Star ratings are a bad way to compare products (3)

YOTO: You only try one (product at a time)

academic
research
star ratings
Author

Matt Meister

Published

July 24, 2025

This is the third in a series about star ratings/online reviews. I plan to mainly talk about my own research.

In two previous blogs (1, 2), I argued that star ratings (or online reviews, customer ratings, etc.) are an exceptionally bad way to compare our options as consumers. The simplest reason I gave was that star ratings are not kilograms. Unlike kilograms, there is no standard or objective benchmark against which we can compare ratings. We plainly do not know what a star is.

But of course stars are not kilograms! What a stupid thing to write.1 Of course we cannot compare ratings to something objective. What would that even mean? Surely, a star rating is a measure of enjoyment. And if more people enjoy something, it should receive higher ratings, and I should like it too!2

I see this argument as the “promise” of star ratings. In theory, a star might be equivalent to a util—a unit of utility or, for those who did not take or do not remember Econ 101, an objective measure of enjoyment.

The previous two posts make a plain argument that star ratings are not clearly a measure of enjoyment; instead, they reflect prior expectations and other things that influence what a person considers to be good or bad when they rate something.
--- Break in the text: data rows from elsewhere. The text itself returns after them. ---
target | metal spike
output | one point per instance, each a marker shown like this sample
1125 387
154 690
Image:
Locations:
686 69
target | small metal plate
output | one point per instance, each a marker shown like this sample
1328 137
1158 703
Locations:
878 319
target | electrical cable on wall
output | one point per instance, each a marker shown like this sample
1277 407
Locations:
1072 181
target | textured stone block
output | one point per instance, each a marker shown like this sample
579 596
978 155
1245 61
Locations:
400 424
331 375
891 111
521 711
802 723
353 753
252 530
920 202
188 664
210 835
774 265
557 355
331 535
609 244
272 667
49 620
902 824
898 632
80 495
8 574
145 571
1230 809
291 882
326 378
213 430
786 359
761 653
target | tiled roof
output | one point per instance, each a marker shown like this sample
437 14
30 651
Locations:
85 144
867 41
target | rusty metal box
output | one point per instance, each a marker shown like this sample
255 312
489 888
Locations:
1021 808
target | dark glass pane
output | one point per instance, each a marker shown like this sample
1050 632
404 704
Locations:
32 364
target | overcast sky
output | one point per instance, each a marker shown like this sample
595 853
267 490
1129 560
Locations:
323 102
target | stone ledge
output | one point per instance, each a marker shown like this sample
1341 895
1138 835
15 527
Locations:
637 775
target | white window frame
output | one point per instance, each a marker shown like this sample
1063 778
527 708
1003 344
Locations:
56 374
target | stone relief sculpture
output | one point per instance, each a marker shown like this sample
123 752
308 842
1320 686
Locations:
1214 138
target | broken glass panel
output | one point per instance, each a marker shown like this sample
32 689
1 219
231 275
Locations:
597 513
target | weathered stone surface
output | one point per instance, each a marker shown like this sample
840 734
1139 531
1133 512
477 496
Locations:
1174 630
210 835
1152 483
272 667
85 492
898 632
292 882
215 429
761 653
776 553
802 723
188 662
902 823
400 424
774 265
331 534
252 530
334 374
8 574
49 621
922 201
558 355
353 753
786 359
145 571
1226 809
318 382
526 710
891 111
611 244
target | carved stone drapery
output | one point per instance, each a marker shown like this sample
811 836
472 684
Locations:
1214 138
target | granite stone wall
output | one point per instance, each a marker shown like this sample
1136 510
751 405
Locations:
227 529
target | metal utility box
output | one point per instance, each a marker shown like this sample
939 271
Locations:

This makes it more difficult to argue that a past consumer’s rating will be a good predictor of my own enjoyment, because their ratings are not all about enjoyment.

This post takes a slightly different tact. Even when ratings are about enjoyment, another person’s enjoyment might still be a poor predictor of my own—for reasons I cannot see in their reviews. This is because our experiences are shaped by many different things; us, the product or service, and the environment around us—including all that “the environment” entails. Therefore, how much we enjoy an experience—and how we rate it online—is also dependent on all those same factors.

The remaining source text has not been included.